J Athl Train. 1999 Jan;34(1):34-42.
To present a protocol for the initial assessment and documentation of mild brain injury, a protocol that is used within the Department of Physical Education at the United States Military Academy.
Recently, much attention has been given to the assessment and management of mild brain injury by the sports medicine community. Although the classification of and management strategies for mild brain injury have been well disputed, most experts agree on the essentials of the sideline or initial evaluation. According to leading experts, if an athlete has experienced an episode of mild brain injury, the initial signs and symptoms, as well as the course of those signs and symptoms, should be documented.
Although many athletic training texts formerly discussed techniques for evaluating an episode of mild brain injury, few present an objective protocol to follow. Our protocol includes 3 components. The first component is the initial evaluation, which incorporates serial observations during the first 20 minutes after injury, with neurologic checks every 5 minutes. The second component includes a take-home sheet for athletes not referred to a physician for further evaluation. The third part of the protocol is a 24-hour postinjury follow-up examination for any signs or symptoms of postconcussion syndrome. Finally, we present the indications for referral to a physician for further evaluation. CLINICAL ADVANTAGES/RECOMMENDATIONS: Using a standard protocol to guide evaluation and to document the initial course of signs and symptoms after mild brain injury allows the sports medicine staff to make better management decisions. In addition, patient instructions and the course of follow-up evaluations can be improved if a standard protocol is employed. Our protocol has been developed to meet the needs both of athletes who are exposed to mild brain injury on a daily basis and of the certified athletic trainers who initially evaluate them; the protocol can be adapted to the individual needs of each athletic training setting.
介绍美国军事学院体育系使用的轻度脑损伤初步评估和记录方案。
最近,运动医学界对轻度脑损伤的评估和管理给予了极大关注。尽管轻度脑损伤的分类和管理策略存在很大争议,但大多数专家都同意场外或初步评估的要点。根据权威专家的意见,如果运动员经历了轻度脑损伤,应记录初始症状和体征以及这些症状和体征的过程。

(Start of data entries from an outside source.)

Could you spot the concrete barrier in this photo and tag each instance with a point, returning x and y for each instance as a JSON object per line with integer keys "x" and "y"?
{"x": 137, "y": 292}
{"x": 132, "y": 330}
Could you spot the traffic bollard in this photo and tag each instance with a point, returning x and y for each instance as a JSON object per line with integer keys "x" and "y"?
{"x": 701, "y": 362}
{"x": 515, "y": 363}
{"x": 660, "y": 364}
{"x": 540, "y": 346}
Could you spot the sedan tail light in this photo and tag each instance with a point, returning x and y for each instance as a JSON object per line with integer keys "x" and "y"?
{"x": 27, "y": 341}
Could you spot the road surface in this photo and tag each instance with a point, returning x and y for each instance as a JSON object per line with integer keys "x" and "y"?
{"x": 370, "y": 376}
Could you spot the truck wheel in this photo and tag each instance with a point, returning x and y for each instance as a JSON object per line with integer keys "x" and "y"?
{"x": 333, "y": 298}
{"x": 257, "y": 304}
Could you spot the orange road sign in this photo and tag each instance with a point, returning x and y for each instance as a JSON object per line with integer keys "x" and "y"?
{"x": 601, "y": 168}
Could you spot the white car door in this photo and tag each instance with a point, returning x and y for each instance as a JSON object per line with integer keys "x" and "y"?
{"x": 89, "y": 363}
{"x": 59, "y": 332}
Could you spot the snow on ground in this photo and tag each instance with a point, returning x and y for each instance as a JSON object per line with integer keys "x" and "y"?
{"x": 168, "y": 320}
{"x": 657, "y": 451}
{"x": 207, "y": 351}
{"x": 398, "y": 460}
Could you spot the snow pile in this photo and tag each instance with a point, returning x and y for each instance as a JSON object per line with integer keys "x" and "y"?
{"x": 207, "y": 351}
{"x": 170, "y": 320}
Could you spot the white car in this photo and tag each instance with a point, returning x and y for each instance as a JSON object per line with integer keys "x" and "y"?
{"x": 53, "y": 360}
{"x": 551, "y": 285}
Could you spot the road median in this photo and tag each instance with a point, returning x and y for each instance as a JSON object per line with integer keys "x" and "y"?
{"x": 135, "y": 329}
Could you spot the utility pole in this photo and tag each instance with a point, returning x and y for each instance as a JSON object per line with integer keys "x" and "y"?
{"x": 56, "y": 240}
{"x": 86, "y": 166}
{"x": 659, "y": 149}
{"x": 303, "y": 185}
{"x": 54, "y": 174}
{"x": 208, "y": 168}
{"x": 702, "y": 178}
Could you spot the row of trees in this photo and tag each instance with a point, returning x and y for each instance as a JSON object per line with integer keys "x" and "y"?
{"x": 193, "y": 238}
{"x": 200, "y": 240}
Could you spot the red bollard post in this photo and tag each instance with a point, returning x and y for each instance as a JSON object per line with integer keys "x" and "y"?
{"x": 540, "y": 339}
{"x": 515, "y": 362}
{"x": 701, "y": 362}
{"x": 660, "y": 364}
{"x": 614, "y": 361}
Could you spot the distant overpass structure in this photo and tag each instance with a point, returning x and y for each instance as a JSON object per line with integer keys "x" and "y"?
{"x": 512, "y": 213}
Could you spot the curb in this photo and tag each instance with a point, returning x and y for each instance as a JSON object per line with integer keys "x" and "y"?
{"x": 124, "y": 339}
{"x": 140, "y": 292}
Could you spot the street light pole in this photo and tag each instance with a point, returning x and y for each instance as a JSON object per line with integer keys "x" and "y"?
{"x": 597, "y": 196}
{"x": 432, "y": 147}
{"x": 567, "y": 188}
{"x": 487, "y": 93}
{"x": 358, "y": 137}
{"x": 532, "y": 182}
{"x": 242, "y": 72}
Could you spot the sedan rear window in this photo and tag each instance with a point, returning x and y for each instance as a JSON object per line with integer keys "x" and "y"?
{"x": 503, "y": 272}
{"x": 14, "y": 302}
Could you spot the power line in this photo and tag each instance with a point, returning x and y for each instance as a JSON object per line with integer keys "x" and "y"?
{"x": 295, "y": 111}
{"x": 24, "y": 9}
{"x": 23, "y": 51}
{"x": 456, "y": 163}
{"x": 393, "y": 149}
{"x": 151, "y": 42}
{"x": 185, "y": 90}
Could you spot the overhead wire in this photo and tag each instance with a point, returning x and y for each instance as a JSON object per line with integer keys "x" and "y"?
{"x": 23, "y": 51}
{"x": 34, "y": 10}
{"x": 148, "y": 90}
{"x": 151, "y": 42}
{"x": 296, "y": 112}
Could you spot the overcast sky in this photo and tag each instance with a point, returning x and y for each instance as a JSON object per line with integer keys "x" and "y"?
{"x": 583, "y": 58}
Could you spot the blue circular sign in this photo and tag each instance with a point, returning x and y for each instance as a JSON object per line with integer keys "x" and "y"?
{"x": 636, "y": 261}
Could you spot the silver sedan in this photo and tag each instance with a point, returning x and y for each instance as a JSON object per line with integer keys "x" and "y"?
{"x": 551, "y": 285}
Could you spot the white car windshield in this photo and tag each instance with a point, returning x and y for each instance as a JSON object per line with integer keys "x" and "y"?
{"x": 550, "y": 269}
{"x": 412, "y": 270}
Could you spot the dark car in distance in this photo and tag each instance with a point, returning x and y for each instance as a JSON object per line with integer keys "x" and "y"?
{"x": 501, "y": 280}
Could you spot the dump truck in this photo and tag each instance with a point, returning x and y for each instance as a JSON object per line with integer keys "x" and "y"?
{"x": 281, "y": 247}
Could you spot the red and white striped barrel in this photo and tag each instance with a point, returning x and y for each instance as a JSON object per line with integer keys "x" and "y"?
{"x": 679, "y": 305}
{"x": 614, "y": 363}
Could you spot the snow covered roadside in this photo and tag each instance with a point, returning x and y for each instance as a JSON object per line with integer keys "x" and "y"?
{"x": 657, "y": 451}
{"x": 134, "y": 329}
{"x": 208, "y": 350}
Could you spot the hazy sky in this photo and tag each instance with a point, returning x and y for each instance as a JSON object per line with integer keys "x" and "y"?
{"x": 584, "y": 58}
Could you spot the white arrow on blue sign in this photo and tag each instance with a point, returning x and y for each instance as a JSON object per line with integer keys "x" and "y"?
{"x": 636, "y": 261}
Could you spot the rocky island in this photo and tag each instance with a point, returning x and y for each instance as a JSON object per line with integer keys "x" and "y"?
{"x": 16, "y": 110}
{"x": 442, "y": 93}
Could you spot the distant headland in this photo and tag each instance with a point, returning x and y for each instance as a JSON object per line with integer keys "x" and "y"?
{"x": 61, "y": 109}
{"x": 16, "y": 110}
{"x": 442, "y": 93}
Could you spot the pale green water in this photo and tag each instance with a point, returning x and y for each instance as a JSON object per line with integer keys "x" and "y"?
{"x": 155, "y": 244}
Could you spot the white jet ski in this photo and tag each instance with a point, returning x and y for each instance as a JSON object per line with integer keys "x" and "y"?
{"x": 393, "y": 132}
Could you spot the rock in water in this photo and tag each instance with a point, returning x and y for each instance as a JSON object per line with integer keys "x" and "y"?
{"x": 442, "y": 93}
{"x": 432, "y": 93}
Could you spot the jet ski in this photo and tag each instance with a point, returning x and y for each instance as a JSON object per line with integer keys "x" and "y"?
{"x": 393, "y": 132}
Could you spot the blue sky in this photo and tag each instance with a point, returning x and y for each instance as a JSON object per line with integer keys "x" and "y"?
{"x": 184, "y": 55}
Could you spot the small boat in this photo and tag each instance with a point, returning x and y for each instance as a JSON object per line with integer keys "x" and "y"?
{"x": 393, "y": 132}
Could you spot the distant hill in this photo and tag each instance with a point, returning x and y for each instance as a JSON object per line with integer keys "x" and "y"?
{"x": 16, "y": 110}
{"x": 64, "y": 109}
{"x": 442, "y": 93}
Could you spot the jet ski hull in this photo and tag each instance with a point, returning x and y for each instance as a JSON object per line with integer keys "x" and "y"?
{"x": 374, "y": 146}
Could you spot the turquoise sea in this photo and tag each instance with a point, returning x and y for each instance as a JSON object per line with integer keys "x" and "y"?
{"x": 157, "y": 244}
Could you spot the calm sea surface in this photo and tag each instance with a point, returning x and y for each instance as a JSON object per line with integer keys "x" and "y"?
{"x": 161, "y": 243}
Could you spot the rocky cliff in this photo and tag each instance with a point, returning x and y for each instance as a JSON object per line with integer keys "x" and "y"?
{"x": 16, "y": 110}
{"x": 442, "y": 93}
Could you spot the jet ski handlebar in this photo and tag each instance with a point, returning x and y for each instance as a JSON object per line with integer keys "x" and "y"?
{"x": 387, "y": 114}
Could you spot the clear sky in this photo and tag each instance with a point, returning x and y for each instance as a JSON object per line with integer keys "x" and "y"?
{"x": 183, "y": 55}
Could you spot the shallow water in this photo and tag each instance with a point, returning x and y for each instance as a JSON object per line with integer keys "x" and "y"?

虽然许多运动训练教材以前讨论过评估轻度脑损伤发作的技术,但很少提出遵循客观方案。我们的方案包括 3 个部分。第一部分是初始评估,包括损伤后 20 分钟内的连续观察,每 5 分钟进行一次神经检查。第二部分包括为未转介给医生进行进一步评估的运动员提供的带回家的表格。方案的第三部分是对任何脑震荡后综合征的症状或体征进行 24 小时损伤后随访检查。最后,我们提出了转介给医生进行进一步评估的指征。
临床优势/建议:使用标准方案来指导评估并记录轻度脑损伤后初始症状和体征的过程,可以使运动医学人员做出更好的管理决策。此外,如果采用标准方案,还可以改进患者指导和随访评估的过程。我们的方案是为满足每天接触轻度脑损伤的运动员和最初对其进行评估的认证运动训练师的需求而制定的;该方案可以根据每个运动训练环境的个体需求进行调整。